The Steel and Engineering Industries Federation of Southern Africa (SEIFSA) welcomes the South African Reserve Bank’s decision to reduce both the repo and prime lending rates by 25 basis points and said the decision has the potential of stimulating local consumer demand and boosting production towards reviving the stuttering economy.
Speaking after the Governor’s announcement, SEIFSA Chief Economist Michael Ade said the decision provides some relief for businesses, which continue to operate in a tough economic environment characterized by low domestic growth, subdued demand, high unemployment, volatile output, high unit labour costs and poor business activity levels.

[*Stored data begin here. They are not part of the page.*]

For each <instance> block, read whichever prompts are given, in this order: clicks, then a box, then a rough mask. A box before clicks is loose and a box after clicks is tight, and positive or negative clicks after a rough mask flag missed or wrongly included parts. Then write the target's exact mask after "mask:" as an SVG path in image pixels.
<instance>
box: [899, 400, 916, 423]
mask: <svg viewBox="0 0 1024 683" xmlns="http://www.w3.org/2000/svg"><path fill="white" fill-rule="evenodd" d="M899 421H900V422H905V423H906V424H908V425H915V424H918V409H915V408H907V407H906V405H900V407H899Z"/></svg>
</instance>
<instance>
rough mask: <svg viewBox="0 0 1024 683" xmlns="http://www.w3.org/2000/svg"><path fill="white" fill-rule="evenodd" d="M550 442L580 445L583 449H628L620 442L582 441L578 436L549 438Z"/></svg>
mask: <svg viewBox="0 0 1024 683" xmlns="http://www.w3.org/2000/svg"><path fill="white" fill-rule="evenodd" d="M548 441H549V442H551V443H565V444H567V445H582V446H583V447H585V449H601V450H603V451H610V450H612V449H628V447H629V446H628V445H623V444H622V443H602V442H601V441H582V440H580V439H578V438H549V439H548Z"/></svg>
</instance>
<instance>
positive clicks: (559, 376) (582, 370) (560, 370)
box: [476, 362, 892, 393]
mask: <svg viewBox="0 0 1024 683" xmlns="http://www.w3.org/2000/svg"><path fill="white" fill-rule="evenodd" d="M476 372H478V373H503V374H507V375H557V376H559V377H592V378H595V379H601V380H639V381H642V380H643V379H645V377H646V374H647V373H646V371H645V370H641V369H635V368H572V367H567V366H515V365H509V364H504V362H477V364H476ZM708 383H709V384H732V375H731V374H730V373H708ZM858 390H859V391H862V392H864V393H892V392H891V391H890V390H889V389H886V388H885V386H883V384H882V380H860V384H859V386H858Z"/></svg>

Moreover, Gross Domestic Product (GDP) growth has consistently deteriorated since quarter three of last year, despite the rebound from a technical recession, reflecting a continuing period of strain for businesses in 2019, with first-quarter growth results having shown a 3.2% annualized contraction.
“The performance of high-frequency data since the beginning of the year is also worrisome. The manufacturing Purchasing Managers’ Index, a proxy for business activity, has been trending in the contractionary zone from January 2019, reflecting generally poor inventory levels amid challenging supply chain management,” Ade said.
He added that manufacturing firms, including those in the diverse metals and engineering (M&E) cluster of industries, are wary, as indices of business confidence and business expectations are gradually constricting, with the undesired potential of negatively impacting on competitiveness, investment, production and employment.
Ade said the Reserve Bank’s decision to ease monetary policy is welcome, given the need to stimulate consumer demand further and improve on an ever-gloomy domestic outlook in the medium term.
“The timing, against the backdrop of moderate official inflation numbers, is apt, given the need also to stimulate spending by over-indebted consumers with restrained purchasing power. Correspondingly, the dovish stance of the US Federal Reserve Bank, which has signalled possible rate cuts of as much as half a percentage point later this year, must have partly influenced the outcome by the Monetary Policy Committee members,” he said.
In conclusion, Ade said the lowered interest rates will reduce borrowing costs of direct investors and domestic companies within the M&E cluster, thus benefitting key industries which are drivers of its domestic demand and supply patterns and boosting overall demand for its intermediate products, towards better production levels. Moreover, it will help struggling companies to mitigate production costs, offset rising petrol prices and losses arising from pricey intermediate imports and provide a basis for an improved differential for businesses faced with ever-fluctuating selling price inflation.